Saturday, July 14, 2007
July is my month. The month of my birth, fire filled, suffocating heat in the dead of night, red wine drunk, favorite month of the year. I love July…and it’s already mid-month. I find myself in a reflective mood about last July, where I was and what I was doing at that point. Am I happier now? Am I any closer to meeting my goals? Have I made progress?
Yes, yes and yes. Last July…was hell- scooter crash and all. Crazy obsessive what I am doing next hell. This July, I feel a little bored, way more relaxed and a shit of a lot more confidant! That is a victory. College was…no fun for me. I enjoyed the pursuit of knowledge and I grew tons emotionally and intellectually. However, I didn’t enjoy the lifestyle. I was too stressed – there was always something hanging over my head to be done, I put off all of the important stuff and took no real responsibility for my life.
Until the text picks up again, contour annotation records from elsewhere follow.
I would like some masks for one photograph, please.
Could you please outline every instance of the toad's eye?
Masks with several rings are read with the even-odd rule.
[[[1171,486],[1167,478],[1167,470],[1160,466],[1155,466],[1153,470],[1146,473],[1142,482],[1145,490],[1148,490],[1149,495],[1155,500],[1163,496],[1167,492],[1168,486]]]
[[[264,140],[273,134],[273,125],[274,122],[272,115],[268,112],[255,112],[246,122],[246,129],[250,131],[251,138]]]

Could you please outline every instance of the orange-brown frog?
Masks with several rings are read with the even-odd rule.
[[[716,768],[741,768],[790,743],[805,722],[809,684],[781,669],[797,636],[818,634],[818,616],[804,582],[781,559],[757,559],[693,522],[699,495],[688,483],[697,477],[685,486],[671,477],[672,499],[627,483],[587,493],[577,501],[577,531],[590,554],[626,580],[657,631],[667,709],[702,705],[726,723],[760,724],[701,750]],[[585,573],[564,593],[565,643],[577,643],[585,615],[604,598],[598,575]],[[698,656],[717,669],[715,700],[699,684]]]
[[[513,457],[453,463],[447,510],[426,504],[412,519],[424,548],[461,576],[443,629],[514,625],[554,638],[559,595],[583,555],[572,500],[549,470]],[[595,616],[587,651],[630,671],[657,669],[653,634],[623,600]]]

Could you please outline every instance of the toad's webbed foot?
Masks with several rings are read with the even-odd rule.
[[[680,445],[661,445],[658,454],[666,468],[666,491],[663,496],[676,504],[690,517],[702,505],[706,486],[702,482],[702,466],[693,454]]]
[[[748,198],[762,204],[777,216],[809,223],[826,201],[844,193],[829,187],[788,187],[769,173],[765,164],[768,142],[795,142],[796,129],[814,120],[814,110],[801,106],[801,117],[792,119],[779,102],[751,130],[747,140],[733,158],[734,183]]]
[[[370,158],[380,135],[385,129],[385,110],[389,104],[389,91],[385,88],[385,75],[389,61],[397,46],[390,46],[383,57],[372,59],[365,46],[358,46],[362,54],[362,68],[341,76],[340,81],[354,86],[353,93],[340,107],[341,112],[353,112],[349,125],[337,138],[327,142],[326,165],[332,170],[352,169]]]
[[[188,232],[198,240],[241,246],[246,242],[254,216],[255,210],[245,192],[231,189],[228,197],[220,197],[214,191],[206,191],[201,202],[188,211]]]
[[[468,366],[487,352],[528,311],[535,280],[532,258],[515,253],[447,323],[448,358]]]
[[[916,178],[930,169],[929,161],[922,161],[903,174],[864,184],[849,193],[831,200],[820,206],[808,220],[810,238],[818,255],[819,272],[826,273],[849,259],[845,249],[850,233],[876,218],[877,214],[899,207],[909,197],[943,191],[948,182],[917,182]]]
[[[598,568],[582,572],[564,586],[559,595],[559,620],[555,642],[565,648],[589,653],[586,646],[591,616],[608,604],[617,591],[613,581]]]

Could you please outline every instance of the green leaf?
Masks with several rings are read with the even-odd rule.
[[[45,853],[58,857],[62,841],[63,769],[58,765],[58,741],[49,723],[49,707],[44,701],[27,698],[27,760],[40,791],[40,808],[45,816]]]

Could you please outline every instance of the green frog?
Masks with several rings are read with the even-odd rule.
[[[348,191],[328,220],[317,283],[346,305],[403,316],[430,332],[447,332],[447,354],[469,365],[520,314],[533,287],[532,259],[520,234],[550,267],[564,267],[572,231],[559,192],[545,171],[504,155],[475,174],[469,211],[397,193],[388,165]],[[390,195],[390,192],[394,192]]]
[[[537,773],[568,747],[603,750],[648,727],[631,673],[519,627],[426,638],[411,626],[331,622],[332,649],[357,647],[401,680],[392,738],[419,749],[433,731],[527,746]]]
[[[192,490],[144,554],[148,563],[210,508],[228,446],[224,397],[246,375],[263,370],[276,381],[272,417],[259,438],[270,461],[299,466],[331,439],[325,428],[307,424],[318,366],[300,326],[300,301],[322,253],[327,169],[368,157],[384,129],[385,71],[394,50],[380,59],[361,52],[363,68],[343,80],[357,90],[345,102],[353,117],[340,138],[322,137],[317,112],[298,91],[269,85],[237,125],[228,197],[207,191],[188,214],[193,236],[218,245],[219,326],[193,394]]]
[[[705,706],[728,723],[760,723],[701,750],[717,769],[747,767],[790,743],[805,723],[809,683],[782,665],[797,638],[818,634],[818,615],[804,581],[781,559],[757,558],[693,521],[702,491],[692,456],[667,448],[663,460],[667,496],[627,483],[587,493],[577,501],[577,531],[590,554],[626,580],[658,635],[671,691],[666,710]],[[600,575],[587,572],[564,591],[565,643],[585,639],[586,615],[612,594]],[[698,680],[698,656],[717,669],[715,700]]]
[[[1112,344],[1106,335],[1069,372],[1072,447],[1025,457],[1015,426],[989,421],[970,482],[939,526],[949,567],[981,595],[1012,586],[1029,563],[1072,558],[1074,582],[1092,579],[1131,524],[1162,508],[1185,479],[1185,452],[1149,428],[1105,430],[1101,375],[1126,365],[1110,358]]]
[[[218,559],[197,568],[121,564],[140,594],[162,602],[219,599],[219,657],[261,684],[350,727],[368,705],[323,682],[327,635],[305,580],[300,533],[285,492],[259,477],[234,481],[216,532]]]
I essentially put everything on hold for 4 full years. Now, don’t get me wrong – at the end of those 4 years I have a degree and a job that I am downright passionate about. And that’s exactly it! I hated my job(s) all through college! I hated working as a waitress and a bartender. It was not good for me and I was miserable. I made money sure, I made friends and went out and blah blah blahed my way through 4 years of hell, but looking back on it I know that I am the type that would’ve been much happier if I had just taken a fulltime job and got the hell out of the business – or better yet never got in it! But I did – I did get in it. So now I tip really well when I go out and I always feel really guilty about any special requests to my drinks or food and I love that one song on the radio about the bartender. DO you know the one? It goes something like “I’ll be with the baaartender, the baaartender. I’ll be at the bar with her” or something like that.
So at least I can relate to that huh?
Anyways – my point to all of this "I hated working in the service industry" deluge is: I am happier now, I have made progress and I’ve got a lot to celebrate for this year’s birthday. I’ll just try to avoid scooter crashes!
~How I feel about Paris Today~
I have kind of been half-assing this section for quite a few months now. Let’s face it I have been half-assing this entire blog for quite a few months now. The reason…laziness and fear. I am afraid that no one wants to read about how much I want to be in Paris but cannot manage to get myself there everyday! So there it is, still the same thing. I still love Paris I still want to be there. In fact, I met a person that could be directly responsible for getting me there ( I have to be vague here) and that person basically said no chance of that. I felt devastated and excited all at the same time. Devastated for the obvious reasons but excited because this soon into shit I met someone that could get me to Paris!!!!!!! YEAH, WOHOO, GO ME –workin’ on those dreams!